As part of my new year's resolution, I decided to read a book a month. At least until the baby comes out, then who knows if I'll have the time or the energy to enjoy reading. For January, I read For One More Day by Mitch Albom which I got as a Christmas gift from Jean. Below are some quotes that I particularly related to.

"Mom?" I whispered.
I hadn't said it in so long. When death takes your mother, it steals that word forever.
"Mom?"
It's just a sound really, a hum interrupted by open lips. But there are a zillion words on this planet, and not one of them comes out of your mouth the way that one does.

I remember the first time this realization hit me.

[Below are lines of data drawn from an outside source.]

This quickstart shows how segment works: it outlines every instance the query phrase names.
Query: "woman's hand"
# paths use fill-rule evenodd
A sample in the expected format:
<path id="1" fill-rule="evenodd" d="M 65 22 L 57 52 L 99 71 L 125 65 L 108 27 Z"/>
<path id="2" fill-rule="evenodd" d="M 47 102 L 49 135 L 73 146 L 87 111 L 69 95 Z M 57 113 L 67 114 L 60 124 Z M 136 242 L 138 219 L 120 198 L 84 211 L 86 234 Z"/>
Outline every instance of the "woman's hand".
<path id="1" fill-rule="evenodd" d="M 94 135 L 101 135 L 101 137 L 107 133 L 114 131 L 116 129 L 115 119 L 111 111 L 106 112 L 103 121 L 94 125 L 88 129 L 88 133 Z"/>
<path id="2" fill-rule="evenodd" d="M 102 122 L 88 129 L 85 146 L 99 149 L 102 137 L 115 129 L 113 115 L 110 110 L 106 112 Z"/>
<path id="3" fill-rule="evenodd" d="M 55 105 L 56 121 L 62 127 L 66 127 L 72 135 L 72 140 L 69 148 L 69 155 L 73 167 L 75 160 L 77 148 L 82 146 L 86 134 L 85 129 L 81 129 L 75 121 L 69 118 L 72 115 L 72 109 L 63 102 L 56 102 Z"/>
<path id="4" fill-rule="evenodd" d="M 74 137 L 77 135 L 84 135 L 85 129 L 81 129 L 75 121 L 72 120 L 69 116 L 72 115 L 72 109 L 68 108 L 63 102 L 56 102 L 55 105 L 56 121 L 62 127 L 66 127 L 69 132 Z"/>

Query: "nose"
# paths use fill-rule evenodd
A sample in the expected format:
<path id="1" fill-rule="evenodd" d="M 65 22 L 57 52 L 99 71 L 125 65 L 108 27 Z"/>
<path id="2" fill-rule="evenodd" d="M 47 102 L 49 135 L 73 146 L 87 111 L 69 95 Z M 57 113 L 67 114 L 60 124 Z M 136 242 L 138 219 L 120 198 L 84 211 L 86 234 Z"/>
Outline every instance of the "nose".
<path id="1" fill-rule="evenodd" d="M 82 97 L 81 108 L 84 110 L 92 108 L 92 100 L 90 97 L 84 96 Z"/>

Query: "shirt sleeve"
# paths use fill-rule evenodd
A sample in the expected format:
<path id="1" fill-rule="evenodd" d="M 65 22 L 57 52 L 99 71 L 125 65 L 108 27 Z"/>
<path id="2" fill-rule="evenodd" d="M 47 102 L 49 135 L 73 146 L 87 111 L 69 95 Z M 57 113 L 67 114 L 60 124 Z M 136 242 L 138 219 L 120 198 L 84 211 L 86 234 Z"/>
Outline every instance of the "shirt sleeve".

It was maybe two weeks after my mom's death, I was taking a break from studying in a friend's dorm room on her top bunk bed when the phone rang. Her mom had called to check up on her and to do some good old loving nagging to which my friend responded in an exasperated sigh, "Oh Mom." I covered my head with the comforter and silently wept.

Soon another human being will call me "Mom."

"You know, for three years after I married your father, I wished for a child. In those days, three years to get pregnant, that was a long time. People thought there was something wrong with me. So did I."
She exhaled softly. "I couldn't imagine a life without children. Once, I even...Wait. Let's see."
She guided me toward the large tree on the corner near our house.
"This was late one night, when I couldn't sleep." She rubbed her hand over the bark as if unearthing an old treasure. "Ah, still there."
I leaned in. The word PLEASE had been carved into the side. Small crooked letters. You had to look carefully, but there it was. PLEASE.
...
"What is it?"
"A prayer."
"For a child?"
She nodded.
"For me?"
Another nod.
"On a tree?"
"Trees spend all day looking up at God."
...
"So," she said, moving away, "now you know how badly someone wanted you, Charley. Children forget that sometimes. They think of themselves as a burden instead of a wish granted."

I hope I can see our new baby as a wish granted always.

...Sharing tales of those we've lost is how we keep from really losing them.

I can't say the I've yet to share stories of my mom's life. Maybe that will be the next phase of my healing process. To tell you the truth, it's been half a lifetime now since my mom passed away and I'm not sure how much of her life I really remember.